Ask HN: How do you get your code reviewed? - happy4crazy

I'd like to do more code review, both as the coder being reviewed and the reviewer looking at code, with the goal being to improve my programming.<p>How do you get your code reviewed? How do you review other people's code? Do you use specific tools/sites/mailing lists/IRC channels/friends?
======
tsm
At work we use Gerrit, and code has to be reviewed and approved before it gets
into origin/master. It's not the prettiest, but it worked well for what we
were doing. GitHub also has good reviewing facilities.

If you don't have team members I'm not sure how to get reviewers
though...maybe post on HN or a non-proggit subreddit? Or you could just join
an open source project.

------
relaunched
I have a friend that is building a startup that takes your git repo and hooks
it up to a gerrit/jenkins layer. So, it automatically runs commits through the
unit tests and gives a +1 if you pass all, and requires another +1 from manual
review to make it to production.

It's kinda cool, actually. And obviously, if anyone is interested in beta,
send me an email (in my profile).

------
joshstrange
I personally have never used it but I saw Barkeep (<http://getbarkeep.org/>)
and have it bookmarked as what I want to use on my next project. Barkeep was
also featured on HN a little bit back if memory serves.

------
munimkazia
We just review each other's code within teams at my place of work, and
sometimes it is even reviewed by people from other teams. It is a mandate any
code should go for an honest line by line review by someone else before it
goes into production. We get a lot of feedback about code organization,
cleanup, improving flow, etc. I just reviewed two small node.js projects in
the last week.

------
JoachimSchipper
At work, we use Atlassian's Crucible. It's ok, although it tends to get
confused on moderately "interesting" git repositories.
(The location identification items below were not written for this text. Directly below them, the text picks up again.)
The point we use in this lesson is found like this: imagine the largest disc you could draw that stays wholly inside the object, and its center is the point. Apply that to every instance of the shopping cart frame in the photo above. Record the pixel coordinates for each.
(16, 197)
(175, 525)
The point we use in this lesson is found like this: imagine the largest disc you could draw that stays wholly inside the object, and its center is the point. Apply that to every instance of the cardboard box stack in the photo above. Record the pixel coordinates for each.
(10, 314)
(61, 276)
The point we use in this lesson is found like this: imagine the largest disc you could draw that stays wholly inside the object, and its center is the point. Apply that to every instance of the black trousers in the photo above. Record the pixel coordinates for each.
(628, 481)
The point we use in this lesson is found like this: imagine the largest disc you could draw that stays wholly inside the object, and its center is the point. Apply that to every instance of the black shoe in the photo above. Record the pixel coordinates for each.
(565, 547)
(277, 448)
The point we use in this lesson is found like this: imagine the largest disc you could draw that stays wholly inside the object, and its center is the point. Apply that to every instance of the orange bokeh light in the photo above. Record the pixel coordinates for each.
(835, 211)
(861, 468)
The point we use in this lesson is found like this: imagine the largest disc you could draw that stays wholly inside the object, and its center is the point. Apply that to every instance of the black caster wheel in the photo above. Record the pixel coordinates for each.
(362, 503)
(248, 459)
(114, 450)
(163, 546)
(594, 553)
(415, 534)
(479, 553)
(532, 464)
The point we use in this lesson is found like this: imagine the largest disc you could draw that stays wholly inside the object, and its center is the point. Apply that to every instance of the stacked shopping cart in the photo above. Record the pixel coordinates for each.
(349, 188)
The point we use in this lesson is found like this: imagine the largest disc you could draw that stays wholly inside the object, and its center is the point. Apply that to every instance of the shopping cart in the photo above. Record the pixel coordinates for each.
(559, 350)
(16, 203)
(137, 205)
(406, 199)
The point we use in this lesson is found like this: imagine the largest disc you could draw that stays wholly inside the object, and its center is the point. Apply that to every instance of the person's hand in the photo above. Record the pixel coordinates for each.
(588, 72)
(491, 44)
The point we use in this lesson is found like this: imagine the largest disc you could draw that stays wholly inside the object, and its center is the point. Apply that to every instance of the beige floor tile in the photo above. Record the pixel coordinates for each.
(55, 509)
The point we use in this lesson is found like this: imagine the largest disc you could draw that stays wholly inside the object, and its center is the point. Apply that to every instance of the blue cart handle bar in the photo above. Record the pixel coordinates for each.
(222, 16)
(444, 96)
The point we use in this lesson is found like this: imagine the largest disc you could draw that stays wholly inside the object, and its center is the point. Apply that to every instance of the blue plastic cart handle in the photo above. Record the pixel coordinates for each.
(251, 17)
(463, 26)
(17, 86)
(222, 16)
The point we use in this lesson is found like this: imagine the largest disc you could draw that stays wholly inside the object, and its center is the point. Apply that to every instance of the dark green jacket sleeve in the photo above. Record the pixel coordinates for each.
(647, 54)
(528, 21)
That said, you can go
quite far just printing out the code and writing comments with a pen.

We do high-security work, so code reviews are a standard part of the
development process.

------
jkresner
Someone recently told me about this service:

<http://codereview.airpair.co/>

Just type in details about your stack and the service suggests different
priced experts who can review your code by the hour through screen share.